I often accuse ballplayers of being kinda dumb. It’s not meant as a slam, really. At least not a harsh one. Ballplayers are what they are, and what they usually are are guys who didn’t go to college and spend a lot more time thinking about where they’re going to build the tree stand this November than how the world works. Hell, the dude who is often referred to as the smartest guy in the game — and my favorite player of all time — likes to pee on other guys’ feet in the shower and giggle when he passes gas and stuff. And I’m cool with that. Football players spend at least three years in college and look at all the really dumb things they do. Really, don’t change my ballplayers. I don’t want them to be any different than they are.

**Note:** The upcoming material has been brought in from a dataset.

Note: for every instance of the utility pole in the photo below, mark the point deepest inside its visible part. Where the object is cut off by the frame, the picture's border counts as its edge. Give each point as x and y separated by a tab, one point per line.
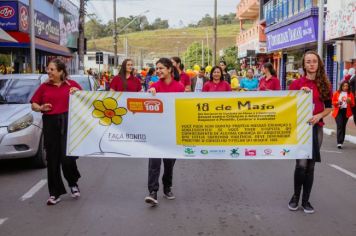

[Ross Ohlendorf] wrote his senior thesis on the investment in and rate of return of baseball draft picks and will spend part of this offseason as an intern at the U.S. Department of Agriculture, doing research on Longhorn cattle.
“In some ways, it can take a little pressure off,” he says of having an alternative career path. “It doesn’t mean you have less desire. But I think it helps you relax.”
Lots of interesting stuff about smart dudes in the game in that article, and of course, the usual Doug Glanville anecdotes (“You become the locker room problem-solver. It becomes who you are, just like Randy Myers was the guy with live grenades in his locker”).